Sorry, but I have to take a break from my travelogue to unload about something. Sometimes, all too often, human behaviour is such that it just dumbfounds me. We were driving along the beach near Encinatas a couple of evenings ago and I pulled into a parking lot to turn around. There were people everywhere, including a fairly young couple with two kids who were standing at the edge of the lot. I had my window rolled down. As I drove past them, I heard the guy apologizing to his wife for some transgression, real or imagined, as the kids looked on. From the tone of the apology, I suspect that wifey had pulled out the claws and had neutered him right there, in front of the kids and in front of the world.

Listen, my poor, beleaguered friend: If by some miracle of coincidence you happen to stumble across these humble words and recognize yourself, do yourself a favour. Ditch the bitch. Get rid of her. Divorce. Pay whatever it is going to cost to get her out of your life.
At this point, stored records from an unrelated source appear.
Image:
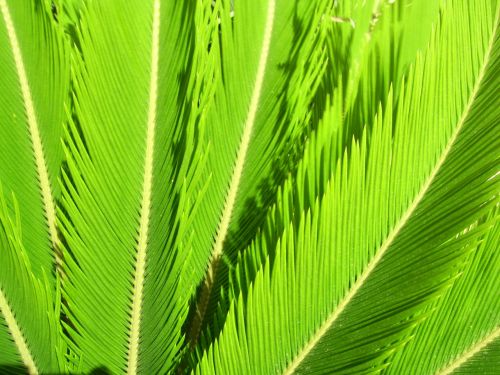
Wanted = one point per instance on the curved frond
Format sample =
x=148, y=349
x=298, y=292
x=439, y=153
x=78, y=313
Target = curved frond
x=33, y=88
x=129, y=193
x=354, y=276
x=272, y=59
x=29, y=322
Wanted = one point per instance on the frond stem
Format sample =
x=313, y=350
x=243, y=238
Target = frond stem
x=140, y=266
x=41, y=167
x=16, y=333
x=217, y=250
x=380, y=252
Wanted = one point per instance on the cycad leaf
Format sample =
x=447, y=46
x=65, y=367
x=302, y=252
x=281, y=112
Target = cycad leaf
x=466, y=324
x=271, y=63
x=33, y=88
x=29, y=322
x=128, y=197
x=338, y=296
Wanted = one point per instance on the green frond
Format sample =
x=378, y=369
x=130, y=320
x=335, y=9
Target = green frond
x=272, y=60
x=465, y=323
x=352, y=279
x=30, y=338
x=33, y=89
x=130, y=191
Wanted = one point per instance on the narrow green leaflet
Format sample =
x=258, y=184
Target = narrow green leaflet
x=33, y=88
x=30, y=338
x=271, y=62
x=465, y=325
x=352, y=279
x=129, y=193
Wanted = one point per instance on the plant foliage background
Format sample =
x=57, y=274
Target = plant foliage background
x=249, y=187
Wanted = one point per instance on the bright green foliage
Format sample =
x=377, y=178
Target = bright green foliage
x=45, y=64
x=249, y=187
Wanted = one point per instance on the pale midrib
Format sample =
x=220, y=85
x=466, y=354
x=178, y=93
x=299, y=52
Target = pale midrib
x=47, y=198
x=230, y=200
x=467, y=355
x=48, y=201
x=379, y=253
x=140, y=266
x=17, y=335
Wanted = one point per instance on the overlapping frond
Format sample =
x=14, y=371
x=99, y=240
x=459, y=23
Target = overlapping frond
x=129, y=192
x=461, y=333
x=272, y=59
x=33, y=89
x=354, y=275
x=30, y=338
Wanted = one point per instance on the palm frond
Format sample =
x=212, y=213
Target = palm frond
x=362, y=264
x=33, y=89
x=130, y=190
x=468, y=313
x=29, y=329
x=261, y=108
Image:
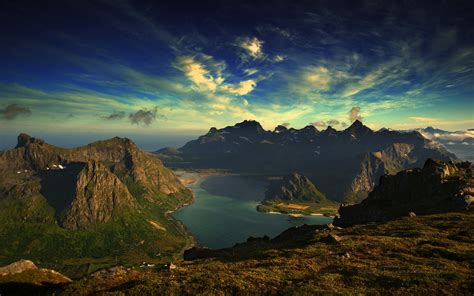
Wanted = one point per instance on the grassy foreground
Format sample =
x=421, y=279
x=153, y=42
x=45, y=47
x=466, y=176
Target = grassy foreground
x=420, y=255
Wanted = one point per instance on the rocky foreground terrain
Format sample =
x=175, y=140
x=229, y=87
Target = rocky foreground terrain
x=438, y=187
x=411, y=254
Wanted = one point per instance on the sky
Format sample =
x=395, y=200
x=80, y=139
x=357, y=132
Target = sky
x=171, y=70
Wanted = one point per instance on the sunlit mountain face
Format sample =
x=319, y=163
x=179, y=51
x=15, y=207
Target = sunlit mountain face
x=171, y=70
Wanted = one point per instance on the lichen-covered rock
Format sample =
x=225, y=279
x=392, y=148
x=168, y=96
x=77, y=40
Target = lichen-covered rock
x=436, y=188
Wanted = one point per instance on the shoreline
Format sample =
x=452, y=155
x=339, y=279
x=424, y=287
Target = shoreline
x=188, y=179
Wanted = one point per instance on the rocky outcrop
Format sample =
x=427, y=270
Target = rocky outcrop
x=88, y=184
x=438, y=187
x=99, y=195
x=294, y=188
x=17, y=267
x=21, y=276
x=345, y=165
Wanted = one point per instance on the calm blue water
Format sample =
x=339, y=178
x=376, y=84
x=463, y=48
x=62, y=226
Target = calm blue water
x=219, y=221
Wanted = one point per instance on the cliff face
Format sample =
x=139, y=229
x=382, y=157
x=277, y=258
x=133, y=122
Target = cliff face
x=436, y=188
x=345, y=165
x=88, y=184
x=294, y=187
x=99, y=195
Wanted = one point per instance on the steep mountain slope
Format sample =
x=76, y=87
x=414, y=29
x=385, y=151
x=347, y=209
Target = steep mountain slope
x=294, y=188
x=296, y=194
x=346, y=164
x=436, y=188
x=98, y=203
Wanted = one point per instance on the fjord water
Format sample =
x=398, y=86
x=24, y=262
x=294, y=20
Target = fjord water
x=224, y=212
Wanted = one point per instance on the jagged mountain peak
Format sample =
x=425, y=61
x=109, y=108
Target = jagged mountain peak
x=249, y=125
x=294, y=187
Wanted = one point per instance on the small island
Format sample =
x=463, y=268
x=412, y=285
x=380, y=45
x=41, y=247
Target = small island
x=296, y=196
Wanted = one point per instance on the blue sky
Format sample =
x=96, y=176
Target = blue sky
x=145, y=68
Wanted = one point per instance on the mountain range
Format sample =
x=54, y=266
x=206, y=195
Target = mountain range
x=345, y=165
x=107, y=199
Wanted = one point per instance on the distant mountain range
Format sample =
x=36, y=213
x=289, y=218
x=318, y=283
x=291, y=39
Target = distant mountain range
x=105, y=199
x=460, y=143
x=345, y=165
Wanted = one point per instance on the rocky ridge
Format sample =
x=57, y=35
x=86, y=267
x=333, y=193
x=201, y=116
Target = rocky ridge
x=88, y=184
x=438, y=187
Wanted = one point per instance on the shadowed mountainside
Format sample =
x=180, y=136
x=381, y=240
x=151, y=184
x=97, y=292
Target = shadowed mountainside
x=346, y=164
x=105, y=202
x=438, y=187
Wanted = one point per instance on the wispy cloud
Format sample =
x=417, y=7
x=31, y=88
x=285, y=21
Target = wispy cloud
x=241, y=88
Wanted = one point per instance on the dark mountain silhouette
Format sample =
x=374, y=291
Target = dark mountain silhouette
x=438, y=187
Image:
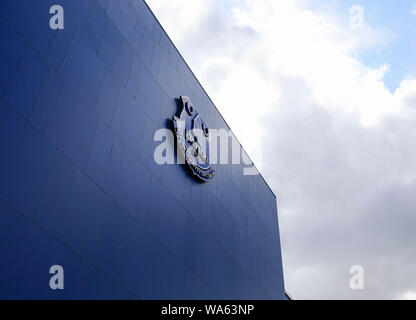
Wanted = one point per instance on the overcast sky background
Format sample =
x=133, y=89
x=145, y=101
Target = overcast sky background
x=333, y=106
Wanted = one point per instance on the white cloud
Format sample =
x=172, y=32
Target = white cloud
x=338, y=147
x=408, y=295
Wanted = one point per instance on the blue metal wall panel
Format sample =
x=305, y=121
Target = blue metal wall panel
x=78, y=184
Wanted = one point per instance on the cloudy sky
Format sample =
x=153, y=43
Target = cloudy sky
x=330, y=87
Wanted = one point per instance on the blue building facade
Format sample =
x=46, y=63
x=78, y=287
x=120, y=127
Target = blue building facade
x=79, y=186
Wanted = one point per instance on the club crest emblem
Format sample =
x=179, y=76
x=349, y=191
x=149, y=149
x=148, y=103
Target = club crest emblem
x=193, y=136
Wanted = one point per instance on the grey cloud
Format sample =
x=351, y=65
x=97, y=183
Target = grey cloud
x=343, y=199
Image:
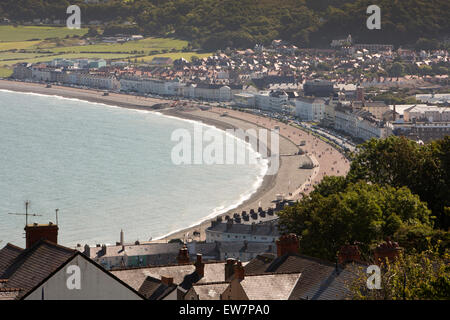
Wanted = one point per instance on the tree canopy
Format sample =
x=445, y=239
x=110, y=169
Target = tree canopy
x=395, y=188
x=214, y=24
x=340, y=212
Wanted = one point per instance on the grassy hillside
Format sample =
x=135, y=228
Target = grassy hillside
x=24, y=33
x=212, y=24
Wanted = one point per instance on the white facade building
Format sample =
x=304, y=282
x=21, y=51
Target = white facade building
x=310, y=109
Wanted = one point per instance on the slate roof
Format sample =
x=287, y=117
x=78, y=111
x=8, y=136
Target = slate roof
x=183, y=275
x=33, y=265
x=206, y=249
x=154, y=289
x=250, y=247
x=276, y=286
x=7, y=255
x=136, y=250
x=210, y=291
x=257, y=229
x=320, y=280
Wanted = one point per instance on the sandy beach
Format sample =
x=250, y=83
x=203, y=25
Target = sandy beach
x=290, y=179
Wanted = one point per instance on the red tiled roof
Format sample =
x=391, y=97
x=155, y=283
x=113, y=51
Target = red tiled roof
x=7, y=255
x=35, y=264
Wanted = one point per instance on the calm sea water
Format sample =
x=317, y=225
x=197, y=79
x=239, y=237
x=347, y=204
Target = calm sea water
x=106, y=169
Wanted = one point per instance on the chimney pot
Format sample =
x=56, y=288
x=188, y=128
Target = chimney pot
x=239, y=271
x=167, y=280
x=287, y=244
x=199, y=265
x=35, y=232
x=229, y=268
x=183, y=255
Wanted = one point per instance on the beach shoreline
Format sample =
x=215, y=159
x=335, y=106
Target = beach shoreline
x=265, y=193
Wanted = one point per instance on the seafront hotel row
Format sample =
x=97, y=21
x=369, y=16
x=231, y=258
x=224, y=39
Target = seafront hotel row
x=341, y=107
x=126, y=82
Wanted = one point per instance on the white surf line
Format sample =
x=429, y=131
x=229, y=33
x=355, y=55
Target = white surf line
x=311, y=177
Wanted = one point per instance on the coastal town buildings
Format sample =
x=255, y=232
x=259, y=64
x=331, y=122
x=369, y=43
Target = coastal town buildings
x=45, y=270
x=310, y=84
x=229, y=231
x=310, y=109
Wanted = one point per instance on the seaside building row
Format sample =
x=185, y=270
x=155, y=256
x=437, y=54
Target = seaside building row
x=45, y=270
x=339, y=106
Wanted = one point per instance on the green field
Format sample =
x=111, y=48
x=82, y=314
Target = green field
x=5, y=72
x=42, y=44
x=175, y=55
x=24, y=33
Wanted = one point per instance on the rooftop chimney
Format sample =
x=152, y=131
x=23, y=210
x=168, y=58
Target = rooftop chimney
x=200, y=265
x=286, y=244
x=183, y=256
x=349, y=253
x=229, y=268
x=168, y=281
x=388, y=250
x=229, y=224
x=239, y=271
x=35, y=232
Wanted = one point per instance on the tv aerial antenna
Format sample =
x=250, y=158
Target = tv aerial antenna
x=26, y=214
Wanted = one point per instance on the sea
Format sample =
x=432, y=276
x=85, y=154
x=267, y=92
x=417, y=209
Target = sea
x=106, y=169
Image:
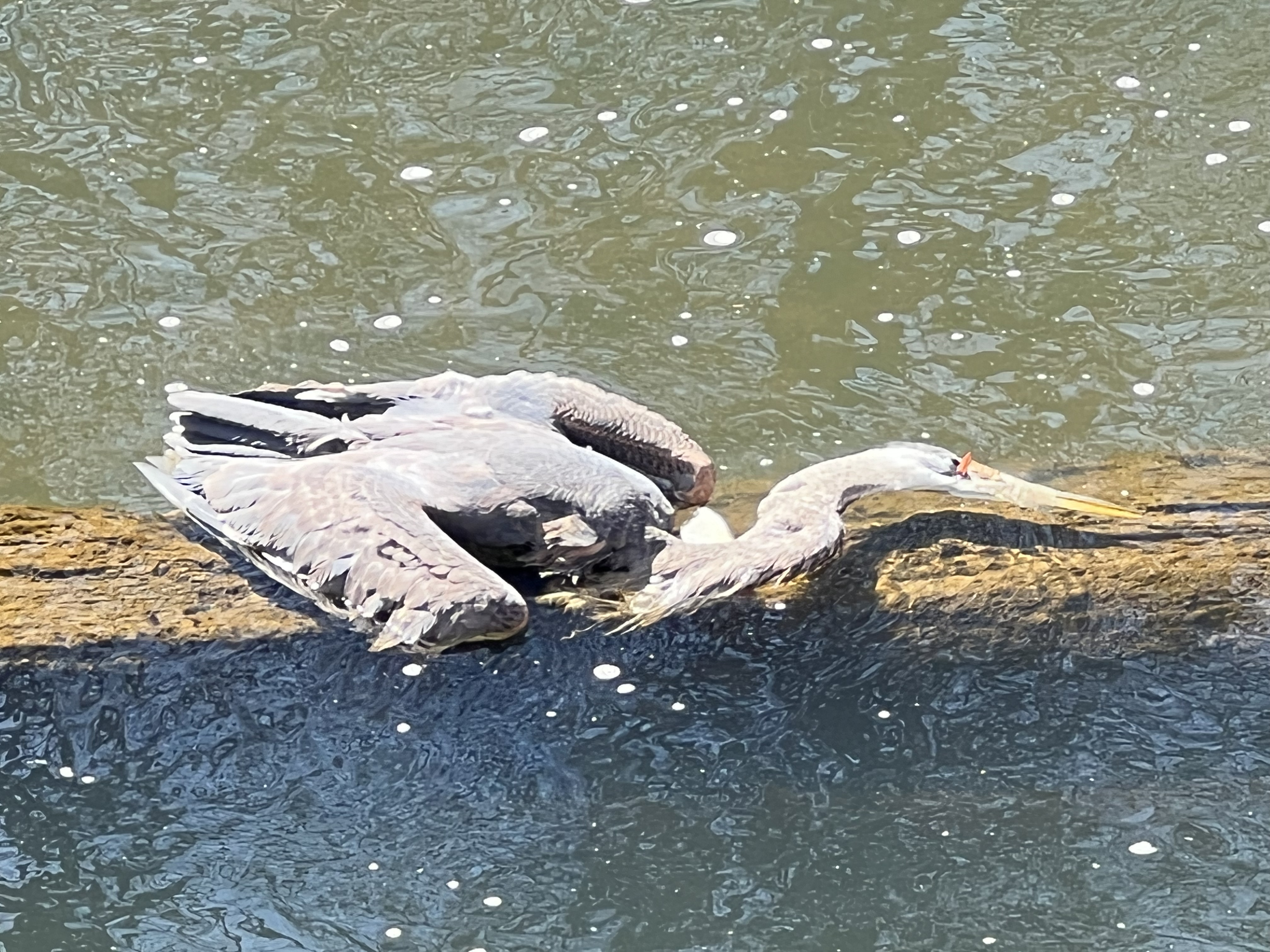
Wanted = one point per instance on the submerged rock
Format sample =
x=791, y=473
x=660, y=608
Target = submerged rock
x=921, y=567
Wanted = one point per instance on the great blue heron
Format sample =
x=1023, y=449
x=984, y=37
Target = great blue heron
x=373, y=501
x=381, y=502
x=799, y=525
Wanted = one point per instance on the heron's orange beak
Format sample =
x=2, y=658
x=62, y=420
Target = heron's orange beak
x=987, y=483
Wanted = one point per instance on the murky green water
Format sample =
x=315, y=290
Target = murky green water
x=239, y=167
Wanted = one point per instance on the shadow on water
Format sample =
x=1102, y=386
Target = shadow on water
x=832, y=782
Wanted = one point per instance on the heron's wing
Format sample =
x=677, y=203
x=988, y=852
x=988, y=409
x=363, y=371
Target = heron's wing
x=353, y=539
x=220, y=424
x=610, y=424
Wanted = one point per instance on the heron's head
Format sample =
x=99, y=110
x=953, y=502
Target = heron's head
x=925, y=468
x=921, y=466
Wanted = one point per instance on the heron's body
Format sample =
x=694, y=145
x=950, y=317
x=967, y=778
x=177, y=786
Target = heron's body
x=384, y=502
x=389, y=502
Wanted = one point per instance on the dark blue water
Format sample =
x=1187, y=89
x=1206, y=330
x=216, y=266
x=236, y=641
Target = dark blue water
x=825, y=787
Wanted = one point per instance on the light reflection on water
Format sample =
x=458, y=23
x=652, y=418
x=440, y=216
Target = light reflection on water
x=770, y=784
x=219, y=195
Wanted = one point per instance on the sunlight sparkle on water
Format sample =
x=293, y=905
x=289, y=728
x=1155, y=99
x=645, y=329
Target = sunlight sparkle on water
x=719, y=238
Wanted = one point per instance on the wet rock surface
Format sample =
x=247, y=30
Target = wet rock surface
x=75, y=575
x=924, y=568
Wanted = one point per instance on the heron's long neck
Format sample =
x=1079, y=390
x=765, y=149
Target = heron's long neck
x=821, y=492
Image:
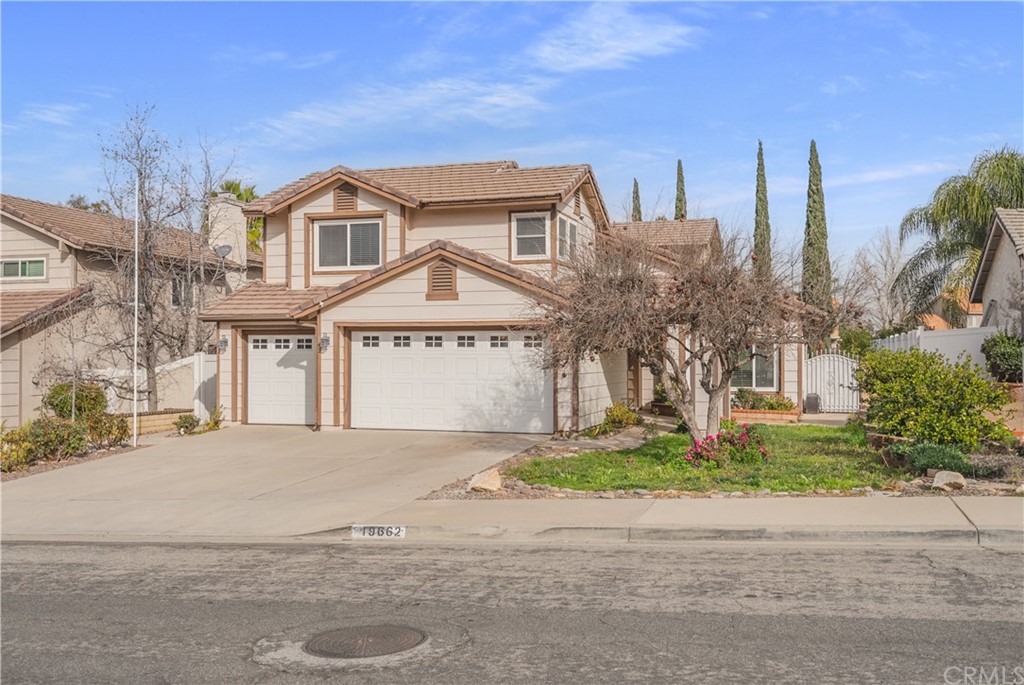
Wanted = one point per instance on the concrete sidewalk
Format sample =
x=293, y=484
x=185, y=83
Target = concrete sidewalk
x=963, y=520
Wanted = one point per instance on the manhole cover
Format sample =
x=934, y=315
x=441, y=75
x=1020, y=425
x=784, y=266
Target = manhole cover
x=364, y=641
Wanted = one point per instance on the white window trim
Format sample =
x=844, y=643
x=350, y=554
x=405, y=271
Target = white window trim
x=754, y=375
x=318, y=268
x=571, y=238
x=34, y=258
x=547, y=234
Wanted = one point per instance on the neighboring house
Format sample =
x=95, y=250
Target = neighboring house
x=997, y=283
x=403, y=298
x=56, y=261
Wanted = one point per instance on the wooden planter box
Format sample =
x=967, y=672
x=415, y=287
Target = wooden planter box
x=663, y=409
x=764, y=416
x=156, y=422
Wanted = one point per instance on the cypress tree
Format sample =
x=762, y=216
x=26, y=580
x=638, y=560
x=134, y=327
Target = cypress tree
x=762, y=230
x=680, y=191
x=816, y=283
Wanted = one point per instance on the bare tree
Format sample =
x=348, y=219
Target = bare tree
x=176, y=266
x=701, y=308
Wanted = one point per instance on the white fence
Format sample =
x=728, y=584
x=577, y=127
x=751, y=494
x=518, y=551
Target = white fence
x=950, y=344
x=190, y=381
x=830, y=377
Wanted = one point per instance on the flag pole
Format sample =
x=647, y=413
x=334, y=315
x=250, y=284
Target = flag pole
x=134, y=371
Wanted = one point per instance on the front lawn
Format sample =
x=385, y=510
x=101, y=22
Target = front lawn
x=803, y=459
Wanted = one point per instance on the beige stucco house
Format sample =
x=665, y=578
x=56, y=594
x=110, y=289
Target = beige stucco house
x=997, y=283
x=402, y=298
x=56, y=261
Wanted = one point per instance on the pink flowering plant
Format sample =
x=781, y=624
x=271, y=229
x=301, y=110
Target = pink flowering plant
x=744, y=444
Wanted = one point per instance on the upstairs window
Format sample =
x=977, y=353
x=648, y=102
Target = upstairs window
x=24, y=268
x=566, y=238
x=347, y=244
x=529, y=236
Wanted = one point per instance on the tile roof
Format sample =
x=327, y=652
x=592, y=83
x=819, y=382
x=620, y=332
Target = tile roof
x=273, y=302
x=445, y=184
x=19, y=307
x=86, y=229
x=260, y=301
x=1013, y=220
x=672, y=233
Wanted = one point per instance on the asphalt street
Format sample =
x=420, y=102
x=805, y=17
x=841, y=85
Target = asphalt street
x=512, y=613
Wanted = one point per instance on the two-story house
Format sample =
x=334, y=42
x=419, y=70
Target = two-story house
x=57, y=265
x=402, y=298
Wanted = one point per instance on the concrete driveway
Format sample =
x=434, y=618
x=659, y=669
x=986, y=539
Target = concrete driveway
x=247, y=481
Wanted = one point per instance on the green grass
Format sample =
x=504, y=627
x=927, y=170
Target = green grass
x=803, y=458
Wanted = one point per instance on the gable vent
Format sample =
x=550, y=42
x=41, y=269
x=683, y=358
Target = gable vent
x=441, y=282
x=344, y=198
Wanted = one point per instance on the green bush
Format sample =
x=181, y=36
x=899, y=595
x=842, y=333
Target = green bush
x=745, y=398
x=920, y=457
x=920, y=395
x=15, y=451
x=89, y=399
x=105, y=430
x=777, y=403
x=1003, y=356
x=186, y=424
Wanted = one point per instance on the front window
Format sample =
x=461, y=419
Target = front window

It ain't going to get any better. Any person, male or female, who will berate his or her spouse in front of the kids and anyone else close enough to notice (in this case dozens of innocent bystanders,) deserves no second chance.

Oh. The kids. Yep, they sure do complicate things, don't they. Kids need both mother and father. If your wife is anything like I think she is, a divorce would be very, very messy and she would take every opportunity to use your kids in every underhanded way possible to get back at you. You might only get to see your kids on weekends and might have to live in the attic over your brother's garage.

I don't know: What is more important, keeping your balls or staying close to your kids?

OK, OK. Give the bitch another chance, but haul yourselves off to a marriage counsellor or something. And don't allow yourself to be pushed around. You won't respect yourself and neither will she. You are going to have a long and thankless life ahead of you if things don't change. Judging by the look in your eyes as you tried to apologize yourself out of a situation I'm sure you didn't even recognize as problematic, you seemed like a nice guy.

Good luck. You're going to need it.


  1. I used to have a very good friend who had a wife who was constantly criticising her husband on all occasions, and had absolutely no respect for the poor guy who never once told her to shut up or f--- off. I said we used to be good friends, but I decided that this personal harangue was too wearying to endure, so I stopped going over to his place. I explained to my pal I had not come over because I couldn't understand why he was putting up with this crap. He replied, "That's what happens if you marry the girl friend you have knocked up."

  2. My "good" idol-worshipping Papist sister is one of those bitches in need of ditching, but it's amazing what some alleged men are willing to endure for the sake of a warm, wet place to stick it.
    "It is better to dwell in the corner of a housetop than with a brawling woman in a mansion."

  3. You're right, Ted. One problem is that men, stoic creatures that we are, tend to put up with a lot of stuff simply because we can, or are expected to. Who likes a whiny man, after all?